Basic Tests | First Experiences with Composable Hardware: An HPC User Perspective

Home

Reviews

First Experiences with Composable Hardware: An HPC User Perspective

Details: Written by Douglas Eadline; Published: 29 September 2022; Hits: 14207

Article Index

Page 2 of 6

A closer look at the default PCIe Fabric is presented in Fig 2.

Fig. 2. Default PCIE fabric

In Fig. 2 kraken-a is Host 1 and leviathan-a is Host 2. The GPUs in the pooling appliance are located on IO1 and IO3. The color indicates a separate PCIe partition (separate bus). The Host only sees what is attached (switched) to its partition. The default switch configuration can be seen in Fig. 3. There are two partitions (PAR; 0 and 1, left most column). Kraken-a has four PCIe lanes connected to FBRXPORT ports 1,2,3,4 (indicated on the switch display as "1..4.") Two of the GPUs are connected via ports 9..12 in partition 0. Thus, when kraken-a is powered up, it will detect two GPUs. Leviathan-a also has two GPUs (ports 17..20) connected to partition 1 via Leviathan ports 5..9 and will see these when powered-up. Note ports 13..16 and 21..24 are not used in this setup.

As will be illustrated below, moving GPUs between from leviathan-a to kraken-a happens when the FabreX switch moves ports 17..20 to partition 0.

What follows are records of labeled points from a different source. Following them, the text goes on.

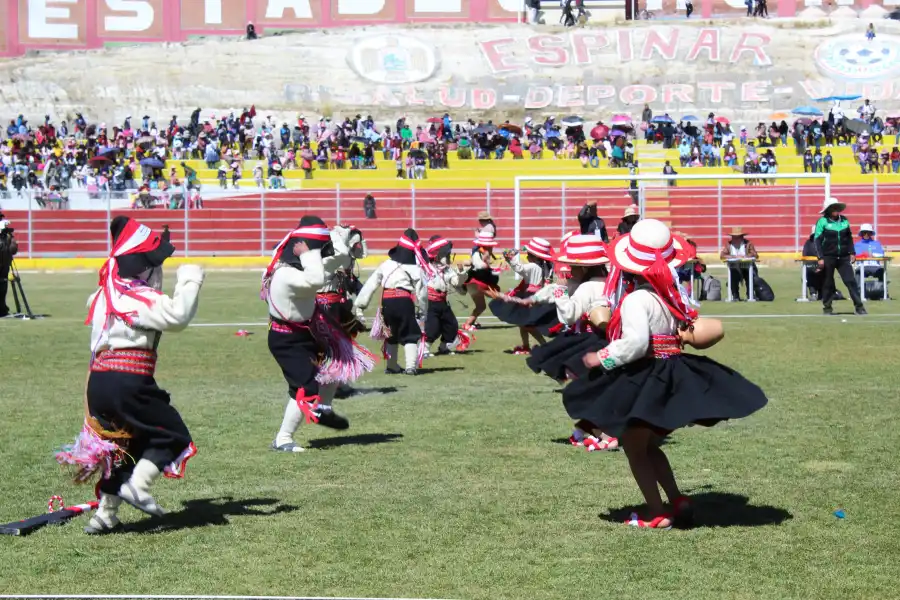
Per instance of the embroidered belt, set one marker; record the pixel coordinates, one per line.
(436, 296)
(136, 362)
(665, 346)
(398, 293)
(287, 326)
(330, 298)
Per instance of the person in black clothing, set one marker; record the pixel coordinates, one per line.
(8, 248)
(835, 251)
(369, 207)
(591, 223)
(813, 274)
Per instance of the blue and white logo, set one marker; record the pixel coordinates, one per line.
(854, 57)
(393, 59)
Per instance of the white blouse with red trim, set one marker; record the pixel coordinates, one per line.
(159, 313)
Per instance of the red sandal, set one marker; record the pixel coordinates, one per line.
(656, 523)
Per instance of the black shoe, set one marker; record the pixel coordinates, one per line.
(329, 418)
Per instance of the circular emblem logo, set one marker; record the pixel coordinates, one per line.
(393, 59)
(854, 57)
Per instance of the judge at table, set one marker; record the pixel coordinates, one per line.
(736, 248)
(868, 247)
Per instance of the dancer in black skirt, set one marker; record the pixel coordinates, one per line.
(402, 278)
(641, 386)
(535, 273)
(583, 307)
(482, 280)
(440, 321)
(314, 352)
(132, 434)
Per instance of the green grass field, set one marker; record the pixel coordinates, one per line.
(458, 484)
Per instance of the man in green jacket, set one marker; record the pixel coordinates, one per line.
(834, 248)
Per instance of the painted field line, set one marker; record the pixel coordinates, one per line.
(179, 597)
(492, 318)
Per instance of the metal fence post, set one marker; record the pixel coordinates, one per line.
(412, 190)
(337, 203)
(31, 235)
(797, 246)
(563, 206)
(262, 222)
(875, 203)
(719, 226)
(187, 226)
(108, 221)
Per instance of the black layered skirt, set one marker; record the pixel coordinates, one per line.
(135, 404)
(665, 394)
(561, 357)
(539, 316)
(484, 279)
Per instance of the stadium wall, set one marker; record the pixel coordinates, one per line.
(743, 69)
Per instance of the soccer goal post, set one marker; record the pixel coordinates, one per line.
(701, 204)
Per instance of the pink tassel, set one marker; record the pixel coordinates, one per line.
(463, 340)
(345, 360)
(379, 331)
(91, 454)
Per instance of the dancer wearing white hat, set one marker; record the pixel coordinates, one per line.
(482, 281)
(535, 273)
(582, 305)
(641, 386)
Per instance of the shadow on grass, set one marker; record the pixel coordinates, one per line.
(342, 393)
(717, 509)
(363, 439)
(209, 511)
(438, 370)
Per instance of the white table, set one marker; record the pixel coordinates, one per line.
(884, 260)
(740, 261)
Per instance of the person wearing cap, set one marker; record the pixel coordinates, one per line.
(868, 247)
(300, 333)
(642, 386)
(481, 281)
(535, 273)
(737, 247)
(836, 252)
(132, 434)
(402, 278)
(632, 215)
(583, 307)
(590, 222)
(440, 321)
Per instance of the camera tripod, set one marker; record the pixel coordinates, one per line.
(15, 282)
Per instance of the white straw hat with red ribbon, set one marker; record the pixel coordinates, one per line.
(649, 239)
(586, 250)
(539, 247)
(485, 239)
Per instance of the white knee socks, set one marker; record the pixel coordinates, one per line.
(136, 491)
(392, 363)
(326, 395)
(411, 355)
(292, 418)
(105, 518)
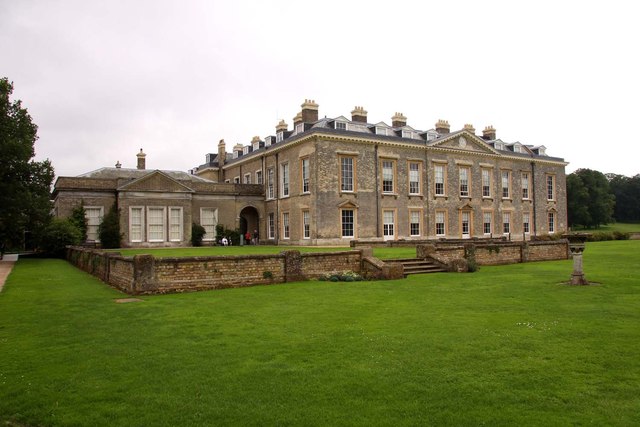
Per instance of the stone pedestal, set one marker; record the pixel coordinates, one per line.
(576, 246)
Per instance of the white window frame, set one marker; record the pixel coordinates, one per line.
(180, 224)
(151, 224)
(284, 180)
(306, 225)
(209, 237)
(286, 226)
(132, 225)
(352, 223)
(271, 226)
(271, 194)
(415, 179)
(91, 220)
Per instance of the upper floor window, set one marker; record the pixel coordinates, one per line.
(464, 181)
(285, 179)
(305, 174)
(414, 177)
(388, 174)
(525, 185)
(347, 174)
(486, 183)
(439, 179)
(506, 184)
(270, 184)
(551, 187)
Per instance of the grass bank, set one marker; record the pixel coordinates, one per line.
(507, 345)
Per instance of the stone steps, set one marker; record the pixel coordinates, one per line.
(418, 266)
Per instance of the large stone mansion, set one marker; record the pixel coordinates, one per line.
(328, 181)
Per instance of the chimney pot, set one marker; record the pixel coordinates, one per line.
(442, 127)
(469, 128)
(489, 133)
(141, 160)
(309, 113)
(398, 120)
(359, 115)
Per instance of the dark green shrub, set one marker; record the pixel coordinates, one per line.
(197, 233)
(109, 229)
(59, 234)
(79, 219)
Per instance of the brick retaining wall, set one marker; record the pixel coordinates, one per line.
(145, 274)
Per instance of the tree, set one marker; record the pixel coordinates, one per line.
(59, 234)
(627, 193)
(589, 199)
(109, 229)
(25, 184)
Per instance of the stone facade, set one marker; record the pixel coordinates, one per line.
(332, 181)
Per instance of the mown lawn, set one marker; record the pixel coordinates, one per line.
(623, 227)
(507, 345)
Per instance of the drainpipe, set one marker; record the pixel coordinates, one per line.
(377, 191)
(533, 190)
(277, 191)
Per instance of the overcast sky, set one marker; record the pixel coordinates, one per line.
(103, 79)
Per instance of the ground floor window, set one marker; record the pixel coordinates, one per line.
(440, 223)
(414, 222)
(285, 225)
(271, 226)
(175, 224)
(526, 221)
(389, 226)
(136, 224)
(506, 222)
(306, 225)
(486, 223)
(348, 223)
(94, 217)
(209, 220)
(155, 224)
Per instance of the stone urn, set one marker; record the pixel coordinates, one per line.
(576, 246)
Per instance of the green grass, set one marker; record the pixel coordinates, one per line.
(507, 345)
(622, 227)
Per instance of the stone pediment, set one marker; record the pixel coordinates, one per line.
(348, 204)
(464, 141)
(156, 181)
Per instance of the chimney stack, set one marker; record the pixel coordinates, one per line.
(469, 128)
(398, 120)
(222, 153)
(141, 160)
(359, 115)
(489, 133)
(309, 113)
(282, 126)
(442, 127)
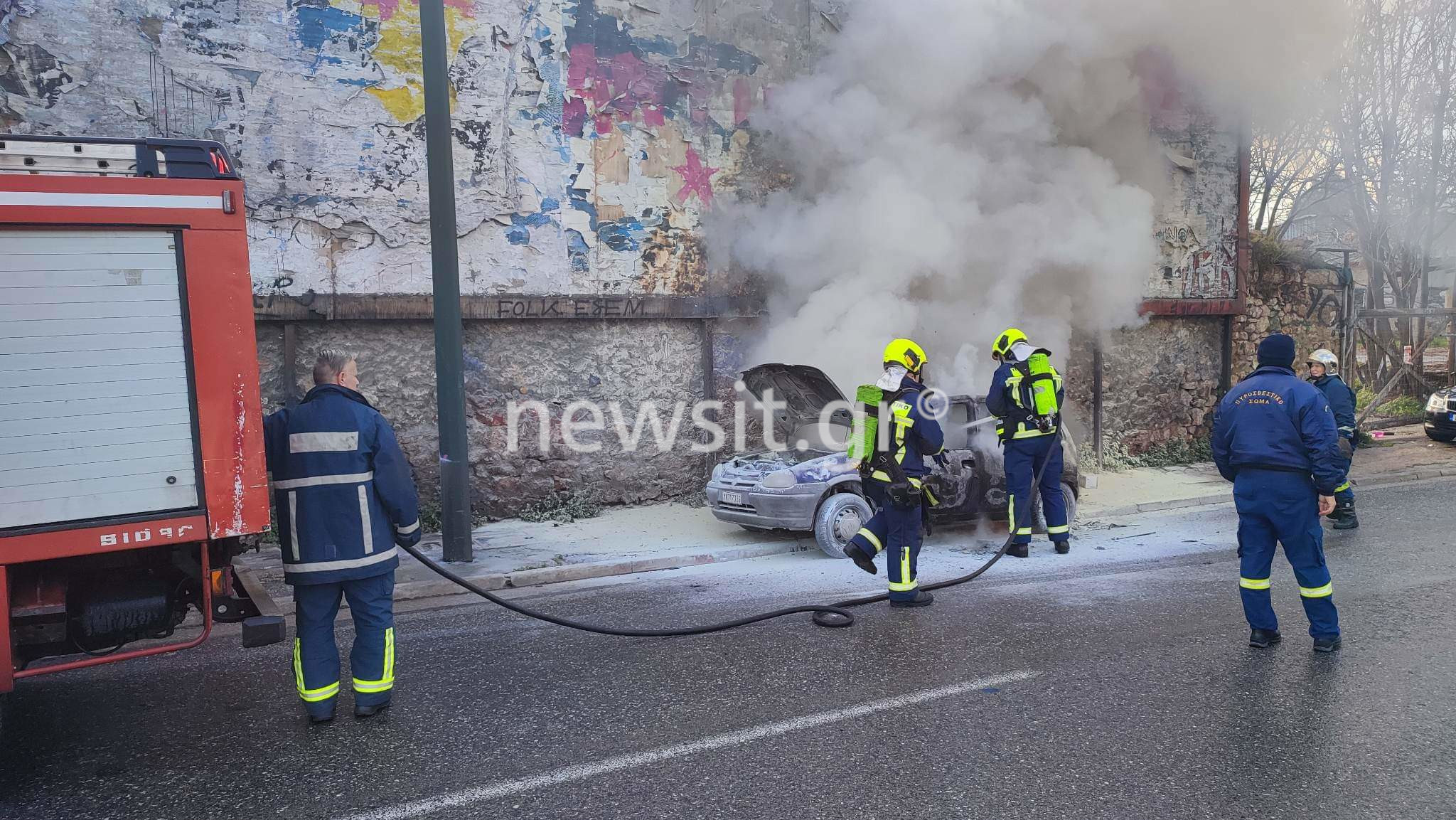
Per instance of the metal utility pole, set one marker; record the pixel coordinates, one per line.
(444, 261)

Fig. 3. GigIO FabreX default switch configuration (Via Web GUI)

2 Basic Tests

In order to perform some basic numeric tests, the NVidia multi–GPU Programming Models Github site was consulted. (https://github.com/NVIDIA/multi-gpu-programming-models) This site provides source code for a well-known multi-GPU Jacobi solver with different multi–GPU Programming Models. For simplicity we chose the multi-threaded with OpenMP using Cuda Memcpy for inter-GPU communication. All examples were compiled with nvcc Cuda compilation tools, release 11.4, V11.4.152.

The resulting binary was launched on two GPUs using the simple script: export CUDA_VISIBLE_DEVICES=0,1 export OMP_PLACES={0},{1} ./jacobi -nx 32768 -ny 32768 -niter 1500 Note, CUDA_VISIBLE_DEVICES and OMP_PLACES limits the run to using two threads and two GPUs. Before running the number of GPUs was confirmed with the following command: lspci|grep -i nvidia a5:00.0 3D controller: NVIDIA Corporation GP100GL ... a6:00.0 3D controller: NVIDIA Corporation GP100GL ... The output demonstrated perfect speed up (as would be expected). Num GPUs: 2. 32768x32768: 1 GPU: 50.8043 s, 2 GPUs: 25.2834 s, speedup: 2.01, efficiency: 100.47

The next test was to move the two GPUs from kraken-a to leviathan-a and re-run the Jacobi solver example with four GPUs. All switch configuration was done on head4-a. This step requires moving ports 9..12 from partition 0 to partition 1 using the fmtool FabreX switch management tool. (The command line nature of this tool is important in the Slurm section.) First, both kraken-a and leviathan-a were powered down. Next, the switch (network name "virgo39-a") is told to unassign ("-U") ports 9..12 (only the first port number is needed). fmtool -U switch:virgo39-a,port_id:9 virgo39-a Next, the ports 9..12 are bound ("-B") to partition 1 ("part_id=1") on the switch. fmtool -B switch:virgo39-a,part_id:1,port_id:9 virgo39-a As seen in Fig. 4, the new assignments can be viewed on the FabreX switch web GUI. Leviathan-a has four GPUs and kraken has no GPUs

Fig. 4. FabreX switch web GUI with all GPUs connected to partition 1 (leviathan-a)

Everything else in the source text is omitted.